August 17, 2024


Status: ⚠️ active

Importance: 3 - high

Summary: Folders for municipality data contain files with disctrict data.

Expected Results: There should be no district data files in municipality folders. There should be no missig municipality data.

  1. Load Data

Load libraries and define data files.


Sys.setenv("SPANISH_OD_DATA_DIR" = here::here("data"))
v1 <- spanishoddata:::spod_available_data(1)
v1$local_path <- fs::path_rel(v1$local_path)

Folders with municipality data contain files with disctrict data.

DT::datatable(v1 |> dplyr::filter(grepl("municipios.*distrito", target_url)))

There is no issue with municipality data in district folders.

DT::datatable(v1 |> dplyr::filter(grepl("distrito.*municipios", target_url)))

Is the data in the municipality folders that is labelled as district actually district level and are there files for municipalities in the same folders?
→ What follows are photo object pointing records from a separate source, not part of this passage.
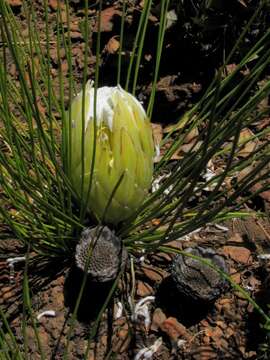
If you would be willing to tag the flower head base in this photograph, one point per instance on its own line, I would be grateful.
(124, 151)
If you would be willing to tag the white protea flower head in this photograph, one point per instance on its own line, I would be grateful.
(124, 147)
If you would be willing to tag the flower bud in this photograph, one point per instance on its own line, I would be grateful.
(124, 150)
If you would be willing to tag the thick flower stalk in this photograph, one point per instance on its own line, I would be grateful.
(123, 154)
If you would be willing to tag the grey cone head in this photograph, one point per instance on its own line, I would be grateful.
(105, 249)
(197, 280)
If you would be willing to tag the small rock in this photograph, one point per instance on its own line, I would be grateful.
(106, 21)
(238, 253)
(175, 330)
(158, 319)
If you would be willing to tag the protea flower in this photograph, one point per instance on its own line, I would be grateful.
(124, 150)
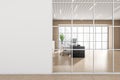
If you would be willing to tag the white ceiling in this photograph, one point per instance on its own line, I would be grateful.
(85, 11)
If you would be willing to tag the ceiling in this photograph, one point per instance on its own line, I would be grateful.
(88, 10)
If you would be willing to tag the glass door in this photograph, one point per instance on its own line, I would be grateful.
(86, 36)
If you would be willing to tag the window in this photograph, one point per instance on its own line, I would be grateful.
(88, 36)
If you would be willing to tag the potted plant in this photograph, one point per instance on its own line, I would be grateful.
(62, 38)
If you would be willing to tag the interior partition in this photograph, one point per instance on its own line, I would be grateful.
(86, 36)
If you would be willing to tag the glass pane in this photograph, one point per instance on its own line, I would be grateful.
(86, 30)
(80, 37)
(74, 36)
(91, 29)
(98, 37)
(82, 61)
(98, 45)
(117, 60)
(110, 38)
(104, 45)
(61, 30)
(80, 29)
(91, 45)
(117, 37)
(67, 29)
(87, 45)
(104, 37)
(103, 16)
(103, 60)
(74, 29)
(80, 43)
(104, 29)
(86, 37)
(91, 37)
(98, 30)
(67, 37)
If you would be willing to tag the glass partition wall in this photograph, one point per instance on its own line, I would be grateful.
(86, 36)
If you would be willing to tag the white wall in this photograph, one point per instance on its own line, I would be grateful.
(25, 37)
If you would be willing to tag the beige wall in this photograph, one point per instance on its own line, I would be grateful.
(109, 22)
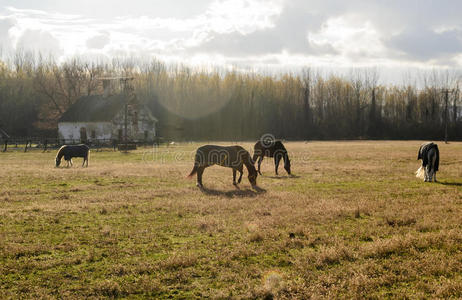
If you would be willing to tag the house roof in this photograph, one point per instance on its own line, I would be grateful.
(95, 108)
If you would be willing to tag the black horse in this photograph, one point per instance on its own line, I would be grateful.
(430, 156)
(271, 149)
(234, 157)
(70, 151)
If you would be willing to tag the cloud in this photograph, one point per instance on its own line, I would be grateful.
(6, 23)
(424, 44)
(276, 33)
(39, 41)
(98, 41)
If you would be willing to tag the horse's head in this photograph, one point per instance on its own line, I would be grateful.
(287, 165)
(58, 161)
(253, 178)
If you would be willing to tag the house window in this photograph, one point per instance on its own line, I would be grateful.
(83, 134)
(120, 134)
(135, 118)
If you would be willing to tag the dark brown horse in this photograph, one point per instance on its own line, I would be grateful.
(234, 157)
(271, 149)
(70, 151)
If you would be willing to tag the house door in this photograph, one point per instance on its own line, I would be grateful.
(83, 135)
(120, 135)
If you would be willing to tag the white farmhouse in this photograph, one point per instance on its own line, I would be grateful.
(103, 119)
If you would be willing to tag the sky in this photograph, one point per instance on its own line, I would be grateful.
(396, 37)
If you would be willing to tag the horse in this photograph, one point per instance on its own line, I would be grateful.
(234, 157)
(271, 149)
(70, 151)
(430, 156)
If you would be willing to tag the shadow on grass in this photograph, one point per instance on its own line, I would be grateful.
(283, 177)
(450, 183)
(237, 192)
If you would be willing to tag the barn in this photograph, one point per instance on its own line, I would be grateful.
(106, 118)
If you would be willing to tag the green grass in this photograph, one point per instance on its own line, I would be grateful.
(353, 223)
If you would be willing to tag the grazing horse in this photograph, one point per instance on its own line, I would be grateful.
(234, 157)
(430, 156)
(70, 151)
(271, 149)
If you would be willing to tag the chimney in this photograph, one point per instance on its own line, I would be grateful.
(106, 88)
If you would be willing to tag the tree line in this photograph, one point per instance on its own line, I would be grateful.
(218, 104)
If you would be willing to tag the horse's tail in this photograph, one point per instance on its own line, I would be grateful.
(420, 173)
(194, 171)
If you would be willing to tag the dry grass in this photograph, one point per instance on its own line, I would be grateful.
(354, 222)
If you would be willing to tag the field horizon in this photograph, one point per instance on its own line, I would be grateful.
(353, 222)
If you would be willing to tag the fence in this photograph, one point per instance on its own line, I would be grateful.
(45, 143)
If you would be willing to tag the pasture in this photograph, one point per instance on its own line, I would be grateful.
(353, 222)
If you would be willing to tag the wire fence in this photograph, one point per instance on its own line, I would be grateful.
(46, 143)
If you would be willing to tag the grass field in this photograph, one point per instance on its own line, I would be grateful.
(354, 222)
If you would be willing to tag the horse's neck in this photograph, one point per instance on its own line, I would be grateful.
(250, 167)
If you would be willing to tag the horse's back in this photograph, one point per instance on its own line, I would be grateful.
(80, 150)
(269, 150)
(222, 155)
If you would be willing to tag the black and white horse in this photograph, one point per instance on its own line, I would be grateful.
(234, 157)
(70, 151)
(274, 149)
(430, 156)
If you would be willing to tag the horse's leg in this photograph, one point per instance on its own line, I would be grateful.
(200, 171)
(277, 158)
(260, 159)
(240, 175)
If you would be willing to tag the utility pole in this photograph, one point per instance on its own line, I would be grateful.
(446, 113)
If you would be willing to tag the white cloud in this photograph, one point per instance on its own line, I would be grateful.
(275, 34)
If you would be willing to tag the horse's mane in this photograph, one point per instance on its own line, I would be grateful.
(60, 152)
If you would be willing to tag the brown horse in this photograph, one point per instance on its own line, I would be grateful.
(234, 157)
(70, 151)
(271, 149)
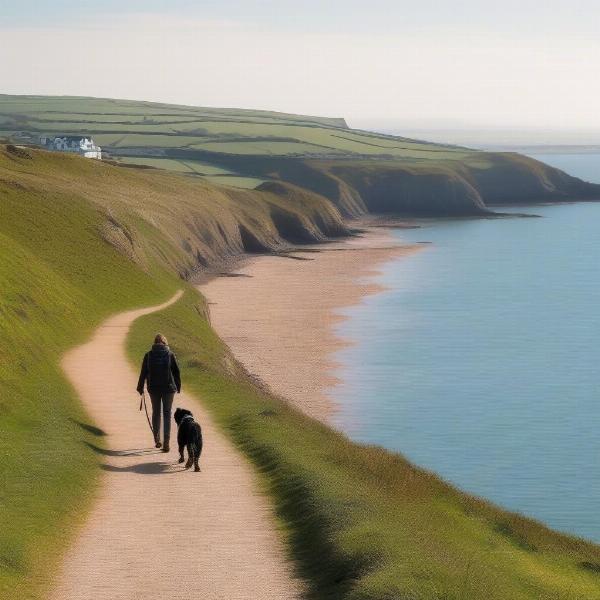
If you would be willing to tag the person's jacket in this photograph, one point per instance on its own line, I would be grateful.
(159, 371)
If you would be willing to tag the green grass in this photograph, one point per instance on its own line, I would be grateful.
(364, 523)
(80, 240)
(58, 279)
(121, 124)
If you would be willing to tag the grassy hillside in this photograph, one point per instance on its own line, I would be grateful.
(359, 171)
(80, 240)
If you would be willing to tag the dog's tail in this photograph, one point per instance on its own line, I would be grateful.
(197, 440)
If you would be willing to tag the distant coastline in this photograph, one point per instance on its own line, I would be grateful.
(277, 314)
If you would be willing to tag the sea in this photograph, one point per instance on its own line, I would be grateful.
(481, 360)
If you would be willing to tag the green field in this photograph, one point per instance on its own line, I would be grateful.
(119, 125)
(80, 240)
(352, 168)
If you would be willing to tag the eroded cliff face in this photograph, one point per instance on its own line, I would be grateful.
(516, 179)
(140, 210)
(451, 188)
(467, 185)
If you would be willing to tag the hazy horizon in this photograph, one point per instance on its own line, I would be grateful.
(522, 64)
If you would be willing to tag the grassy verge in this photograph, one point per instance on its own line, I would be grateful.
(363, 523)
(80, 240)
(58, 279)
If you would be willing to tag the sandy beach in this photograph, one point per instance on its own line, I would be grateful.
(278, 313)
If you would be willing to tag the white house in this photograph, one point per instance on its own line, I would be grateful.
(82, 145)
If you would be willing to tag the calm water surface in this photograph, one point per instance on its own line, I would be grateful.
(482, 361)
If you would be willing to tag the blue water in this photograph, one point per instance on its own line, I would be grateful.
(584, 166)
(482, 361)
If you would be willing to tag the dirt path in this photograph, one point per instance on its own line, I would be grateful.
(158, 532)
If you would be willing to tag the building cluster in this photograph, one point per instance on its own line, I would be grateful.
(77, 144)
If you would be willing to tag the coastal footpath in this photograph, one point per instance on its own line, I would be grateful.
(83, 241)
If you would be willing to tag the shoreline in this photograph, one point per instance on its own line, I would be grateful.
(277, 313)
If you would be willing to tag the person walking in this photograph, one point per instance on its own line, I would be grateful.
(160, 372)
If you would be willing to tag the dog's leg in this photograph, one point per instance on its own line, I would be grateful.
(190, 461)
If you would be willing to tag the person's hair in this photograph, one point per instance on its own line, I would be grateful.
(159, 338)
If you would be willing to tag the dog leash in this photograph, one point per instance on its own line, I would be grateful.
(143, 402)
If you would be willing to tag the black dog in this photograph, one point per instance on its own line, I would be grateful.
(189, 433)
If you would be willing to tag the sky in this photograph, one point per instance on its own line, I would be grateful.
(382, 64)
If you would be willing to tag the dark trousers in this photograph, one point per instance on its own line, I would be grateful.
(161, 402)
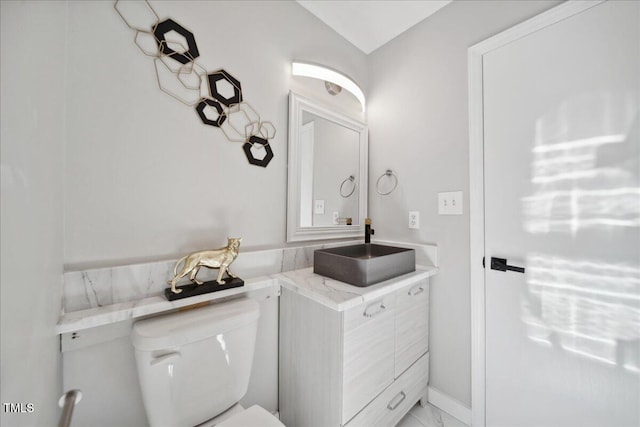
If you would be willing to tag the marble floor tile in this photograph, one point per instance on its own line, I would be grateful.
(429, 416)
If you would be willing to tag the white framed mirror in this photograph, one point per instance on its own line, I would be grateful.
(327, 179)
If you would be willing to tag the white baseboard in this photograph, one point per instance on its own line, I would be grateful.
(449, 405)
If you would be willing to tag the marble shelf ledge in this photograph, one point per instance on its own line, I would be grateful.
(341, 296)
(89, 318)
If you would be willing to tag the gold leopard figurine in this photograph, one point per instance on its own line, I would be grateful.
(215, 258)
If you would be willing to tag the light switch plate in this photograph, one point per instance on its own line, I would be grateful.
(414, 219)
(450, 203)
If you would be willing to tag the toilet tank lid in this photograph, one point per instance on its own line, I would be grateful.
(194, 325)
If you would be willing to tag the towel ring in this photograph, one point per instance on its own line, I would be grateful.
(390, 174)
(353, 186)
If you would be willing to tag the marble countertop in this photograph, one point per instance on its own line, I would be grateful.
(89, 318)
(341, 296)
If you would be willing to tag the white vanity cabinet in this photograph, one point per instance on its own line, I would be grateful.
(356, 363)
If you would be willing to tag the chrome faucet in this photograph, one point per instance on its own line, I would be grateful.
(368, 231)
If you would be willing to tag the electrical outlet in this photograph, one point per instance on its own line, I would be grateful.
(450, 203)
(414, 219)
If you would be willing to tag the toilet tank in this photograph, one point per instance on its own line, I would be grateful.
(195, 364)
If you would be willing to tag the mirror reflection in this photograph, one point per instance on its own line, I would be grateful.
(327, 184)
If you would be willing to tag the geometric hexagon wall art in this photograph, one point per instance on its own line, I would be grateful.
(167, 26)
(217, 82)
(206, 105)
(262, 143)
(217, 95)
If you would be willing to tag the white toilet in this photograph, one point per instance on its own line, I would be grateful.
(194, 366)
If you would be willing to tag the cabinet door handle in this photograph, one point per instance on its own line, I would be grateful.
(415, 291)
(380, 308)
(396, 401)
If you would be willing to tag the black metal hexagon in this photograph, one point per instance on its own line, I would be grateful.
(215, 77)
(168, 25)
(206, 103)
(247, 151)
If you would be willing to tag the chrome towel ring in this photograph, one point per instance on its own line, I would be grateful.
(345, 193)
(389, 173)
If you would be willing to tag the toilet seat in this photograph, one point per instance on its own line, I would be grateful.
(255, 416)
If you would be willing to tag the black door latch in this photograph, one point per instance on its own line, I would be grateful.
(500, 264)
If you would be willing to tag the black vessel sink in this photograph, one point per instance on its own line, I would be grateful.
(364, 264)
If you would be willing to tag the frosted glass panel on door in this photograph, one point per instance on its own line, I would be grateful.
(562, 199)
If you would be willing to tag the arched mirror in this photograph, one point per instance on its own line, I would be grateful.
(327, 182)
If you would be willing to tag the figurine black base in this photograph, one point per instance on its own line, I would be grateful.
(192, 289)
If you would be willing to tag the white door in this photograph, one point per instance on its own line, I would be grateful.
(562, 201)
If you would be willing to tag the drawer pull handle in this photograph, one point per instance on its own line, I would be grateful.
(415, 291)
(380, 306)
(396, 401)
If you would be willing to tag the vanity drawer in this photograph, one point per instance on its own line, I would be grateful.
(412, 324)
(394, 403)
(368, 359)
(366, 313)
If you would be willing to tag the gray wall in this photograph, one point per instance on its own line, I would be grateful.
(32, 153)
(145, 179)
(417, 103)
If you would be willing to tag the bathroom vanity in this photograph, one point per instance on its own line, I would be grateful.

problematic_urls <- v1 |> dplyr::filter(grepl("municipios.*distrito", target_url)) |> pull(target_url)
problematic_dates <- str_extract(problematic_urls, "[0-9]{8}") |> paste0(collapse = "|")
DT::datatable(v1 |> dplyr::filter(grepl(problematic_dates, target_url)) |> dplyr::arrange(local_path))

What we find

  • 20210205_maestra_2_mitma_distrito.txt.gz in maestra2-mitma-municipios/ficheros-diarios/2021-02/ folder should not be used in any batch imports, as there is 20210205_maestra_2_mitma_municipio.txt.gz in the same folder.

  • Critically, only 20200712_maestra_1_mitma_distrito.txt.gz is in municipalities folder, there is no file 20200712_maestra_1_mitma_municipio.txt.gz in the same folder. This file is also missing from the tar archive with monthly data (https://opendata-movilidad.mitma.es/maestra1-mitma-municipios/meses-completos/202007_maestra1_mitma_municipio.tar).

Conclusion and how the issue should be fixed

  • The district files placed in the municipality folders should not be donwloaded to avoid data contamination during batch imports. That concerns files 20210205_maestra_2_mitma_distrito.txt.gz in maestra2-mitma-municipios/ficheros-diarios/2021-02/.

  • 20200712_maestra_1_mitma_distrito.txt.gz may be aggregated to municipality level using the reference tables:

relaciones_distrito_mitma <- readr::read_delim(
  "https://opendata-movilidad.mitma.es/relaciones_distrito_mitma.csv", delim = "|", show_col_types = FALSE)
relaciones_municipio_mitma <- readr::read_delim(
  "https://opendata-movilidad.mitma.es/relaciones_municipio_mitma.csv", delim = "|", show_col_types = FALSE)

However, the issue is that https://opendata-movilidad.mitma.es/maestra1-mitma-distritos/ficheros-diarios/2020-07/20200712_maestra_1_mitma_distrito.txt.gz (has 5237350 rows) is not the same as “https://opendata-movilidad.mitma.es/maestra1-mitma-municipios/ficheros-diarios/2020-07/20200712_maestra_1_mitma_distrito.txt.gz (has 5020279), while the latter is also clearly not a municipality file in disguise, as it is noticeable larger and mostly contains district IDs, not municipality IDs. It is probably safer to download the larger file.